Ford explained to host Alyona Minkovski that she had never been exposed to bisexuality or homosexuality, so she "wasn't sure how to take it."

"I didn't know anything about [homosexuality], and it was still in the closet. Nobody [back then] came out and said, 'I'm gay,'" she told HuffPost Live. "When I found out that the girls were all gay in the band, I wasn't sure how to take it. I didn't know what it was."

When she explained to her parents why she quit the band, she told them it was because of her "too weird" manager, Kim Fowley, whom she couldn't handle, which wasn't true. But she gave it a few weeks and came to her senses.

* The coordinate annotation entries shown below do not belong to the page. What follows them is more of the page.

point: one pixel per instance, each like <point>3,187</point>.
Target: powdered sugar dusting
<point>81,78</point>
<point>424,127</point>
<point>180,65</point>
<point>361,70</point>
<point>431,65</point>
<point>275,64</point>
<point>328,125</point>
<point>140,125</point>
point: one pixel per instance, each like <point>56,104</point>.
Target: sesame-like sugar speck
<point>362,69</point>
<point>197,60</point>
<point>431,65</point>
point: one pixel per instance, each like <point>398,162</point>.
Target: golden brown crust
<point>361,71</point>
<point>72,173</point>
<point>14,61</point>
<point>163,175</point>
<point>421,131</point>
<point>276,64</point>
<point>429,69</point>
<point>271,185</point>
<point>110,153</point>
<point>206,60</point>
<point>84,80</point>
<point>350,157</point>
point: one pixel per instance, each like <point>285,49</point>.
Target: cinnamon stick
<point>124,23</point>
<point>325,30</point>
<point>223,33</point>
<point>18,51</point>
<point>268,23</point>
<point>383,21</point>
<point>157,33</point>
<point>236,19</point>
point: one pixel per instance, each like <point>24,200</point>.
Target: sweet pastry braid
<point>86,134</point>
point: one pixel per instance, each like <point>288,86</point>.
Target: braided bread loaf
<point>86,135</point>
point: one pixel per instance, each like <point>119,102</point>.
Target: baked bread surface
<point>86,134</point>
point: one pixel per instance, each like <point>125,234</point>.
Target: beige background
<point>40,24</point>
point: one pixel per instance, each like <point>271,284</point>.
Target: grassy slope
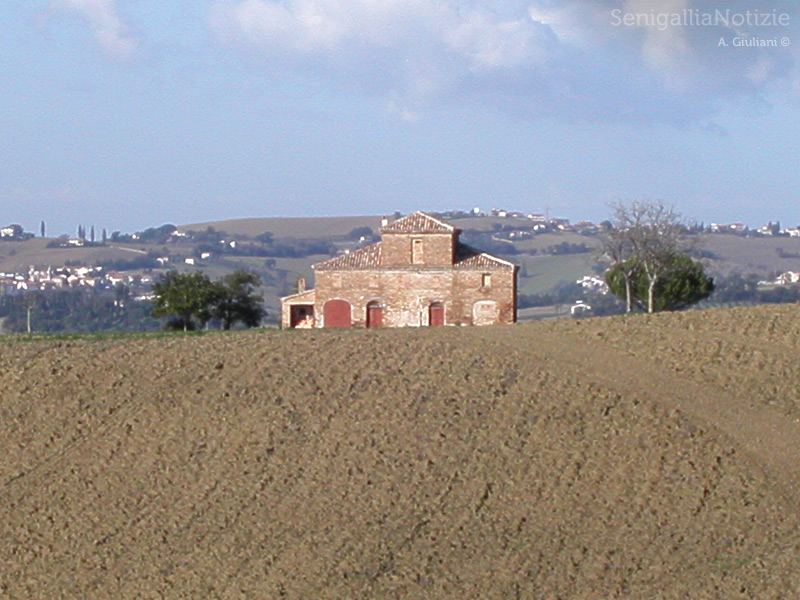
<point>470,463</point>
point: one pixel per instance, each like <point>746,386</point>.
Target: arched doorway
<point>337,314</point>
<point>374,314</point>
<point>436,314</point>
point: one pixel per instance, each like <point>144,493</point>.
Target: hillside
<point>644,457</point>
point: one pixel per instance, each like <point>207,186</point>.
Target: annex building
<point>418,275</point>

"I thought, 'You know, it's really no big deal, that I shouldn't worry about that,' and I hoped to God that they call me back and get me back in the band, because I was thinking that they would go on to achieve superstar status and that I would just be sitting at home and doing nothing," Ford said. "Thank God they called me back and they said, 'Lita, we can't find anybody that could play guitar like you. Please come back.'"

While she doesn't think her bandmates knew the real reason she quit, she said sexuality was never something they bothered each other about.

"We just carried on, you know, because it was no big deal," Ford said. "But to me it was, back then, and it just really threw me for a loop. I didn't know that people do that."